The paragraphs of the bill were passed in their second readings 16-5, 17-4, 18-4, 18-4, 18-4 and 18-4.

The objections were defeated 4-18, 4-17, 3-17, 4-16, 4-17, 4-18 and 4-18. After the first seven objections were defeated the MKs withdrew the other twenty-something objections.

The bill passed its third reading 18-5.

MK Rotem thanked the Knesset for helping ensure the security of its citizens and for allowing the State to fight terrorism and terrorists. He also thanked MK Zahalka for missing all of the committees meetings on the subject and for showing up on the last day of the committee and presenting him with a pile of objections. He suggested Zahalka show up for the meetings next time and that it might bring more weight to his extremist opinions.

Amendments to the Security Service Bill

Deputy Defense Minister Vilnai (Labor) explained that the amendments would slowly reduce the number of policemen, prison guards and soldiers serving Israel over the next two years, but its implementation would be delayed for six months.

MK Zeev (Shas) said that there was no need to delay the reduction and that the reduction should be cancelled.

The first amendment passed its first reading 14-2 and was sent to the Defense and Foreign Affairs Committee.

The second amendment passed its first reading 14-2 and was sent to the Defense and Foreign Affairs Committee.

Amendment to the Entry into Israel Bill

Interior Minister Yishai (Shas) explained that the amendment would create a court for foreigners and non-citizens.
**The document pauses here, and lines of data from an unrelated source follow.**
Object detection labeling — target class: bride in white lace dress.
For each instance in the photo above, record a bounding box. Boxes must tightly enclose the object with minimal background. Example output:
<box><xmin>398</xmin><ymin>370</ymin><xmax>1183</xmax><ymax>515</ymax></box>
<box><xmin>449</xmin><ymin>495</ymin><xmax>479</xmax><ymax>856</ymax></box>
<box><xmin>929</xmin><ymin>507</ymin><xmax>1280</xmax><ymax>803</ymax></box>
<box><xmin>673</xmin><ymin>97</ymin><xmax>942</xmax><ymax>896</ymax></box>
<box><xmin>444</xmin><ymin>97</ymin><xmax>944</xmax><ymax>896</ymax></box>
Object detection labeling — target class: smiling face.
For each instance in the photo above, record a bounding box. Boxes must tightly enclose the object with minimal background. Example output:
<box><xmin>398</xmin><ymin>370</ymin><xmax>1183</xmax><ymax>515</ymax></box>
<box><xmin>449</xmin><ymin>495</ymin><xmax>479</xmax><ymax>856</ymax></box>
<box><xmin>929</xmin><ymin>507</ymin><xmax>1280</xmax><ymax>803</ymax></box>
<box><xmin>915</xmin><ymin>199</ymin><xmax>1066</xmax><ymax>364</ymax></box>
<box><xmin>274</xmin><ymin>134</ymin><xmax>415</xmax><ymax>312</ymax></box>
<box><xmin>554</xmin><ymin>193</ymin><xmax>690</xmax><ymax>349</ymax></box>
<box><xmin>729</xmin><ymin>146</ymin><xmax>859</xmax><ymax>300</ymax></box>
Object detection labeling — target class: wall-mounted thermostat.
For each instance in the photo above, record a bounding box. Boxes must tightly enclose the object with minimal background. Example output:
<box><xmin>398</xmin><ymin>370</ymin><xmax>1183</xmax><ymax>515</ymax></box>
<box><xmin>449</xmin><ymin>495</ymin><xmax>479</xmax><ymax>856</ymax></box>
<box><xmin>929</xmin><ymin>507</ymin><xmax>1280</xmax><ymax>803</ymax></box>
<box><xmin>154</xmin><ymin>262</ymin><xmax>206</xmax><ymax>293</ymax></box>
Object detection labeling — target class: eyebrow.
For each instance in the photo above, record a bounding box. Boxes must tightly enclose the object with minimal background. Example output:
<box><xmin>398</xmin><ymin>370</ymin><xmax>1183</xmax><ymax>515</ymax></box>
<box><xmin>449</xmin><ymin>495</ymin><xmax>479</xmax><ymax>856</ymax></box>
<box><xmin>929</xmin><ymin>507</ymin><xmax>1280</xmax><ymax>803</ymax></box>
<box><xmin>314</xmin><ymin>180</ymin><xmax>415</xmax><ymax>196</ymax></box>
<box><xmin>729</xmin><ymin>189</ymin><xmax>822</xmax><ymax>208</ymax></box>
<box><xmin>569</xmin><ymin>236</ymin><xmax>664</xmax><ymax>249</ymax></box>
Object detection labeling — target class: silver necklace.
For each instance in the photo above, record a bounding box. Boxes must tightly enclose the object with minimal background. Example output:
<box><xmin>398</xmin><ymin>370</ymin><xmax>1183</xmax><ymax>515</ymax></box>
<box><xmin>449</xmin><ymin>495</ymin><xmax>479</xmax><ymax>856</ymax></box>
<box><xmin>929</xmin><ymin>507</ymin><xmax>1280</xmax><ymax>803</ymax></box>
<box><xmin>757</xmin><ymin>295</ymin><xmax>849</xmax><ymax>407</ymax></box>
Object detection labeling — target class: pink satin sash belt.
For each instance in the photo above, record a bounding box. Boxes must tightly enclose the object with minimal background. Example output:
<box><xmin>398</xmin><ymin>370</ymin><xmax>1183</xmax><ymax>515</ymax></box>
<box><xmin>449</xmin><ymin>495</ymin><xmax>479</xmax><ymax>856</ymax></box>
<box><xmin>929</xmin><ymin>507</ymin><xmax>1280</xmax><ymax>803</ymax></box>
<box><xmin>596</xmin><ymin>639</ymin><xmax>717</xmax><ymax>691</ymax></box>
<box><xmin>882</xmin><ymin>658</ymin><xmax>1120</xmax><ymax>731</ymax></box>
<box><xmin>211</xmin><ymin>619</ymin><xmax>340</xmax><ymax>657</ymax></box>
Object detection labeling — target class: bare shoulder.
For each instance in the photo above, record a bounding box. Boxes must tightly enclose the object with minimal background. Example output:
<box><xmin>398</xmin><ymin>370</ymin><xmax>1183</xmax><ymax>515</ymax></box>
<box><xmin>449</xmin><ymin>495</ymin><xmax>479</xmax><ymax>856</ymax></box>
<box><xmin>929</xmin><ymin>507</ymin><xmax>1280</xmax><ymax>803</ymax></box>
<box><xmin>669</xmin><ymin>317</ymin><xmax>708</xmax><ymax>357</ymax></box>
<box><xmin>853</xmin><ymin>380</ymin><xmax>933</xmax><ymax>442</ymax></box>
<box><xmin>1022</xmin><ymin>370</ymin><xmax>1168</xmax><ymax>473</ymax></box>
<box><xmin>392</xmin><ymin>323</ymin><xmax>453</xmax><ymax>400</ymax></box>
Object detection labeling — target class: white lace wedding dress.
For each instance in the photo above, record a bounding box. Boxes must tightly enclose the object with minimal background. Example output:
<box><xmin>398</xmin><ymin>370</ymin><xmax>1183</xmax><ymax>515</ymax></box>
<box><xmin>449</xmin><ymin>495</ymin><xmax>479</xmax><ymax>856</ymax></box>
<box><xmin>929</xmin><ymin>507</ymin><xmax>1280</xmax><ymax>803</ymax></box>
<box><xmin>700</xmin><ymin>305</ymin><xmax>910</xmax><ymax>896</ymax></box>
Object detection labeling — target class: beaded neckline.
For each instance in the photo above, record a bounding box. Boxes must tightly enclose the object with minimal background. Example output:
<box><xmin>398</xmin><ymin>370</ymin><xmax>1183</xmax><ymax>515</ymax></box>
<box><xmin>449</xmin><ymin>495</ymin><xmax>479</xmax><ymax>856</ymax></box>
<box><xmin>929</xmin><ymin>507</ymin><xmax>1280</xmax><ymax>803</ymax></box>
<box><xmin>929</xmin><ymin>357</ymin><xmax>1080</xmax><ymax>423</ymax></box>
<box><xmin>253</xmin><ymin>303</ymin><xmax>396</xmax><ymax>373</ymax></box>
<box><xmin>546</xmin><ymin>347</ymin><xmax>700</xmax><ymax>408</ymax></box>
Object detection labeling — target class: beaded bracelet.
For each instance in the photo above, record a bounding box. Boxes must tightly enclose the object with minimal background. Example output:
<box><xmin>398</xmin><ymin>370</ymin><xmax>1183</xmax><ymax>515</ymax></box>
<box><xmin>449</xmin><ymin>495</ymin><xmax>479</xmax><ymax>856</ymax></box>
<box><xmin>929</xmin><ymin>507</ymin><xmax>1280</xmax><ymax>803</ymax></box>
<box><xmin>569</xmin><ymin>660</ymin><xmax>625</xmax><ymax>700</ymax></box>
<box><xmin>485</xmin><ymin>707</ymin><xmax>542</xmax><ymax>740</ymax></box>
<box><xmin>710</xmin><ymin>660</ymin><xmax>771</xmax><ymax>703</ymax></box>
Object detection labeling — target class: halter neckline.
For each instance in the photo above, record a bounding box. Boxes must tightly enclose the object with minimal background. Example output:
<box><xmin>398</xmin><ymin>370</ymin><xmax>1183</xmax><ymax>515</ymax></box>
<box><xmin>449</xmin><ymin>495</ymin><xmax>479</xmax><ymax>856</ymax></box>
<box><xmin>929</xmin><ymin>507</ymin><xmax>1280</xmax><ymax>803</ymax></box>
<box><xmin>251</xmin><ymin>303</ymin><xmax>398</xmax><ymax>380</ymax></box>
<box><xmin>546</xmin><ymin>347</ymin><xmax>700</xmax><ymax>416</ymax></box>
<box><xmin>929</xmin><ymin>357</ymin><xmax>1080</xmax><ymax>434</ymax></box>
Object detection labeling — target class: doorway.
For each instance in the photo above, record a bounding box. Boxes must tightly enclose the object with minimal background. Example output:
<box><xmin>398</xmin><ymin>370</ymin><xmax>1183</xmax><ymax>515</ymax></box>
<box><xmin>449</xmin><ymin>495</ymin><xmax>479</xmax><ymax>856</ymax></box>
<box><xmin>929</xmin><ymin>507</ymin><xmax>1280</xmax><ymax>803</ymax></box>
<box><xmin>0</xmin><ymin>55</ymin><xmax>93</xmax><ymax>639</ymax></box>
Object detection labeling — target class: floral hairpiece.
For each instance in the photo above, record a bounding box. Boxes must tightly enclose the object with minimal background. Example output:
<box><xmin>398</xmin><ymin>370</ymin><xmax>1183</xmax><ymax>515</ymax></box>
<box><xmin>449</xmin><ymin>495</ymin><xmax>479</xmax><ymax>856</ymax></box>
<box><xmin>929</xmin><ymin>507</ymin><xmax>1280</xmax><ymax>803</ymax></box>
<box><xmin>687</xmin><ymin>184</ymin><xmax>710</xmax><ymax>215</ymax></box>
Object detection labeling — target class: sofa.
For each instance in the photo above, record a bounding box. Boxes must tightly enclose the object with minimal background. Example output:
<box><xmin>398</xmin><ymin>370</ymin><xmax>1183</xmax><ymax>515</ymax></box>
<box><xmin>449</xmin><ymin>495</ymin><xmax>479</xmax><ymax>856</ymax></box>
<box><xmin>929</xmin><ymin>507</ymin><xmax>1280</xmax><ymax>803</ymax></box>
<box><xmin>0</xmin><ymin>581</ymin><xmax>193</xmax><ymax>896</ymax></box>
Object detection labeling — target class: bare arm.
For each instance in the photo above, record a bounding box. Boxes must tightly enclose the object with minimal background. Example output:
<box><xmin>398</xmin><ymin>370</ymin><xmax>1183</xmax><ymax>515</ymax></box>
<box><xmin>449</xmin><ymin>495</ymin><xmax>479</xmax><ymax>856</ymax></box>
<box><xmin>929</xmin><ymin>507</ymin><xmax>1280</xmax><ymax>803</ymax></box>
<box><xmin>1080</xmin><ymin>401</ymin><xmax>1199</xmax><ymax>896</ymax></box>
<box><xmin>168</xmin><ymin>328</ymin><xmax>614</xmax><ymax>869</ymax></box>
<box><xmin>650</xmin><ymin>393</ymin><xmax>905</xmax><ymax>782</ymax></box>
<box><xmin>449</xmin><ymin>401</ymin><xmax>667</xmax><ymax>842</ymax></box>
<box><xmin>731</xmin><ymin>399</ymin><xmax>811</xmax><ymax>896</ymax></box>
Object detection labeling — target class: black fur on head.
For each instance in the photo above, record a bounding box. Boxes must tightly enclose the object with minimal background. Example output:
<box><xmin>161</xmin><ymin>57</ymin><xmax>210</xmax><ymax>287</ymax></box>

The court would try all cases against foreign workers, illegal foreign workers, refugees and illegal refugees. He explained that the regular courts are bombarded with tens of thousands of these types of cases each year and that a new court was needed to deal with these specific issues.

MK Khenin called it a dangerous bill. He said at one time only the Supreme Court tried cases involving foreigners and now we are creating a court for foreigners. He noted that the new court will only require one of the three judges to be an ordained judge.

MK Horowitz called it a bad bill. He claimed that 90% of the illegal workers haven’t had enough time to renew their 3-month visas and are not bad people.

MK Zeev thanked Minister Yishai for bringing order to the illegal workers situation in Israel and for dealing with the infiltrators from Sudan.

MK Levin (Likud) said that drastic times call for drastic measures. He noted that the courts are overworked and this will help us bring swift justice in this case and hopefully in the future to more cases as well.

The bill passed its first reading 13-2 and was sent to the Interior Committee.

Amendment to the Magen David Adom Bill

Deputy Health Minister Litzman (U.T.J.) explained that the amendment would force people to pay fees for emergency transport services and ambulances. He said that Magen David Adom would be able to force the people to pay for these services by placing interest on the fines and by refusing non-emergency services to the person in the future.

MK Zeev said that a man who orders an ambulance for his neighbor, who, in certain cases, can’t talk on the phone, must give his name and his teudat zehut number before they send the ambulance. Zeev said that currently in these cases the man who called for the ambulance, and not the man who was taken away in the ambulance, must pay the bill. He determined that this was unjust and this amendment might make a person think twice before they order their neighbor or friend an ambulance. Zeev blasted the fact that Magen David Adom charges 660 NIS for an ambulance for life threatening cases and for checking blood pressure equally. He said that a surgery done on an ambulance that no one signed for can cost thousands of shekels.

The bill passed its first reading 14-0 and was sent to the Health Committee.